A surprising finding on behavior-specific factors was the lack of significant impact of social influences of family and peers. Neither unprotected casual sex nor needle sharing among drug users was predicted by similar behaviors in their social network of family and peers. The finding is in sharp contrast to the literature, which suggests important influence of family and peers in risky drug using behaviors (Lai et al., 2000; Wu et al., 1996a, 1996b). It is also inconsistent with a previous study in the general population from the same survey (Yang, in press), in which the same sexual and drug use influence indices were found to be significant and powerful predictors of risky behaviors in the general population. It is possible that family members and peers may exert important influence on the initiation of drug use. But once started the drug habit, drug users' risky behaviors are influenced more by factors other than family and peers. More research is needed to look into the impact of social influence of family and peers on drug users' HIV risk behaviors.

Consistent with the literature, we found that knowledge about HIV and its transmission helped to reduce drug users' HIV risk behaviors. Although perceived vulnerability was found significant in predicting both unprotected casual sex and needle sharing, the direction of the impact was counterintuitive. Instead of reducing risk behavior, greater perceived vulnerability predicted higher odds of both unprotected casual sex and needle sharing among the study participants. One possibility is that drug users who had unprotected casual sex and/or shared needles might feel more vulnerable to HIV exactly because of their risk behaviors. Unfortunately, the cross-sectional and retrospective design of the survey did not provide data that would allow a clear identification of cause and effect.

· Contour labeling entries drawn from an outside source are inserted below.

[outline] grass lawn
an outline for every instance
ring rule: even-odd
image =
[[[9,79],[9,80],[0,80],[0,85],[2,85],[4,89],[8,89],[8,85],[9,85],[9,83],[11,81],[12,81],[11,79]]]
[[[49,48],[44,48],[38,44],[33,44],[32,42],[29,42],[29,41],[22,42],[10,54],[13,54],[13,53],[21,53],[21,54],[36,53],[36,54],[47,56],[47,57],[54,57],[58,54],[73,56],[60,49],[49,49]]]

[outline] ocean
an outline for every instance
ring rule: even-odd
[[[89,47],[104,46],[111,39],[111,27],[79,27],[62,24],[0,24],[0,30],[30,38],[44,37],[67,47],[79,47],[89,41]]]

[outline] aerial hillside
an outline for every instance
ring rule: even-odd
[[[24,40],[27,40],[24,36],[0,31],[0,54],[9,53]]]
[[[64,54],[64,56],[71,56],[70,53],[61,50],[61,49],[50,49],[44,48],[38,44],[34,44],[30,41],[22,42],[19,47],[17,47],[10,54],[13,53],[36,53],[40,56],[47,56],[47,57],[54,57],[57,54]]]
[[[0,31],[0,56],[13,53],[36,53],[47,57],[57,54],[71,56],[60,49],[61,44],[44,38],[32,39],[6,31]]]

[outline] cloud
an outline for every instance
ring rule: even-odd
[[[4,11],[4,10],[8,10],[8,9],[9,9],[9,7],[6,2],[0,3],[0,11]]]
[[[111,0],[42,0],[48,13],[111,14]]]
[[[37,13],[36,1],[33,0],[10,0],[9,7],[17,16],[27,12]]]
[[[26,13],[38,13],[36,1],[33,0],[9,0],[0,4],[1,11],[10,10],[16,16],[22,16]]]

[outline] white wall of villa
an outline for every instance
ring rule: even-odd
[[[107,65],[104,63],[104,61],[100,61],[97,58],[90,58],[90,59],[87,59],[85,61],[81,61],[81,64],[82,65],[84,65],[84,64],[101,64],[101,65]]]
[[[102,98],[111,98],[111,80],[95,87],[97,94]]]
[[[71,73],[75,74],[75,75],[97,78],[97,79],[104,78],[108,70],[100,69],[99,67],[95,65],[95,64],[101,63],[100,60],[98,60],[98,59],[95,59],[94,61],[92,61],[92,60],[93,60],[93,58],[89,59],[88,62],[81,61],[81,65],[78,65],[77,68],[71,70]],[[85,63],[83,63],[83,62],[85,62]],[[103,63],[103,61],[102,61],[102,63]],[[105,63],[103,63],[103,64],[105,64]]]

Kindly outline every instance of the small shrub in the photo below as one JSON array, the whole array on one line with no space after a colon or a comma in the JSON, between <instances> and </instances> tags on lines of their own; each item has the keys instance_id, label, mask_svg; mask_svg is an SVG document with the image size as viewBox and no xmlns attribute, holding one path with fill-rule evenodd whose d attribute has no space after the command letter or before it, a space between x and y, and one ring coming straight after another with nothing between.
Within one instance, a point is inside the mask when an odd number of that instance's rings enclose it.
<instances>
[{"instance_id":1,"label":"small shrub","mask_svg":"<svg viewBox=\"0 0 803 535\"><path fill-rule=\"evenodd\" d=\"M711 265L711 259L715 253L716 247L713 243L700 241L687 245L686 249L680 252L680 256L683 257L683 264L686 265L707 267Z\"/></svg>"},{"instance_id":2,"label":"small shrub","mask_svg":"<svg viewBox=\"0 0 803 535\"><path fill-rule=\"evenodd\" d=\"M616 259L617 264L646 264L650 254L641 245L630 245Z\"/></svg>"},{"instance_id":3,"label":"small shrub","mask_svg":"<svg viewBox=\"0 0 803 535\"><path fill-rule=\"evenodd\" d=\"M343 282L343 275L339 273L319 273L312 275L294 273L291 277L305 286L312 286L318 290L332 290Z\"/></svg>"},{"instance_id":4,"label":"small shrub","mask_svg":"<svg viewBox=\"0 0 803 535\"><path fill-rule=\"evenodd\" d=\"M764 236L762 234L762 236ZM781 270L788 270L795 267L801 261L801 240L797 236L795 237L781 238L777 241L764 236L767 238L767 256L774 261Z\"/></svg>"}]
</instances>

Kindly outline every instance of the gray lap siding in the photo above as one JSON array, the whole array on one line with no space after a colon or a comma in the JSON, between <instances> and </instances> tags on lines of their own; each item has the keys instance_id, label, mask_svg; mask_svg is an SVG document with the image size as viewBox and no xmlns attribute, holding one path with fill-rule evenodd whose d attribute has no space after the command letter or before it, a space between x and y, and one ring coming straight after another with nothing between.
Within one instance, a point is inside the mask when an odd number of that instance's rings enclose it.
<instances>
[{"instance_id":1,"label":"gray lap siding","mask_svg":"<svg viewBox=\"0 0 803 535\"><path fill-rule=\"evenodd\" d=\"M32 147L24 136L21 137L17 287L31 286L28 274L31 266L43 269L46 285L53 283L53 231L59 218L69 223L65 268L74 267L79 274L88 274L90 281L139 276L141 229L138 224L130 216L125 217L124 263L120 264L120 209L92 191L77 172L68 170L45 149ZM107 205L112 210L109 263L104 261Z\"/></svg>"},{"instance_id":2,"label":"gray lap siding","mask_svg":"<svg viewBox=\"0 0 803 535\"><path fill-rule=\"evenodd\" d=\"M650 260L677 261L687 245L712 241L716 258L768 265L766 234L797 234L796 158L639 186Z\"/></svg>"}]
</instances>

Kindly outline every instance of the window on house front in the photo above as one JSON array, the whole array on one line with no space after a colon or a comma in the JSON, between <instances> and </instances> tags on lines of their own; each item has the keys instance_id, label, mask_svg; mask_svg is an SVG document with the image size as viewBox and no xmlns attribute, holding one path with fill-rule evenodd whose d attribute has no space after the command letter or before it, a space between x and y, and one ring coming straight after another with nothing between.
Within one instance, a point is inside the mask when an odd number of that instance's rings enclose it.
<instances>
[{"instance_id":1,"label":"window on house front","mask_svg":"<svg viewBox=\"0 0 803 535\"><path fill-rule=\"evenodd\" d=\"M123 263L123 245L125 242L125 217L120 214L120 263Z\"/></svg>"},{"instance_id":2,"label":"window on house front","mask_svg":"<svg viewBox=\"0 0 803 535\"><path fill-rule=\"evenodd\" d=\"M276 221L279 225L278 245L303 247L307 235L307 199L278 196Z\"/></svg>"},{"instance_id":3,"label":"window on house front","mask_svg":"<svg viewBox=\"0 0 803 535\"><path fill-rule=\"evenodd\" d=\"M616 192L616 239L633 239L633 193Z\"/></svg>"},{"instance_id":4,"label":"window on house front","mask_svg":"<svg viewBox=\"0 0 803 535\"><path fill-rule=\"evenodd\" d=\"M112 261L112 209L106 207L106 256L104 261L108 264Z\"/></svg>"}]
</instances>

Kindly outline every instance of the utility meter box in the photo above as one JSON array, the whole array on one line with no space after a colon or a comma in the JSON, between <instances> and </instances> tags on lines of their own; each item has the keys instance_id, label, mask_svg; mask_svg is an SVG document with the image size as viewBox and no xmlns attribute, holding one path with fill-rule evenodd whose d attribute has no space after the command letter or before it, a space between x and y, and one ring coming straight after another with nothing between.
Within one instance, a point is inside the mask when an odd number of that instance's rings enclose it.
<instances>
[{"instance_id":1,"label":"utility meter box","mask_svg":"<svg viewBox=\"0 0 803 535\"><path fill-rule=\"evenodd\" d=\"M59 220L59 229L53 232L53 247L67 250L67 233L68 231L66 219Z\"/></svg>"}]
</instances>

Another limitation of the study is that, like many behavioral studies of HIV risk behavior, data were based on self-report, which is subject to recall errors. Further, because of high sensitivities of drug using and casual sex in China, people may underreport these behaviors. A third limitation of the study was the use of drug user registries in sample selection. Although the study sample included both drug users enrolled in involuntary detoxification centers and those living in communities, they were known to community and government authorities. Some hidden drug users might have been included in the sample and revealed drug using activities during the interview. But the final sample consisted mainly of known drug users, not representative of hidden drug users. For these study limitations, a prospective study design that also includes hidden drug users in natural settings and incorporates biomarkers to verify HIV risk behaviors is highly recommended in future research.

This is one of only a few population-based studies in China that have used probability samples of both drug users enrolled in detoxification centers and those living in communities and appropriate statistical methods to adjust for sampling weights and survey design effects. It is also one of few studies in China that have examined the impact of drug users' psychosocial wellbeing on their HIV risk behavior. The results are, therefore, more representative, offering a more comprehensive understanding of risk factors of unprotected sex and needle sharing among drug users in China.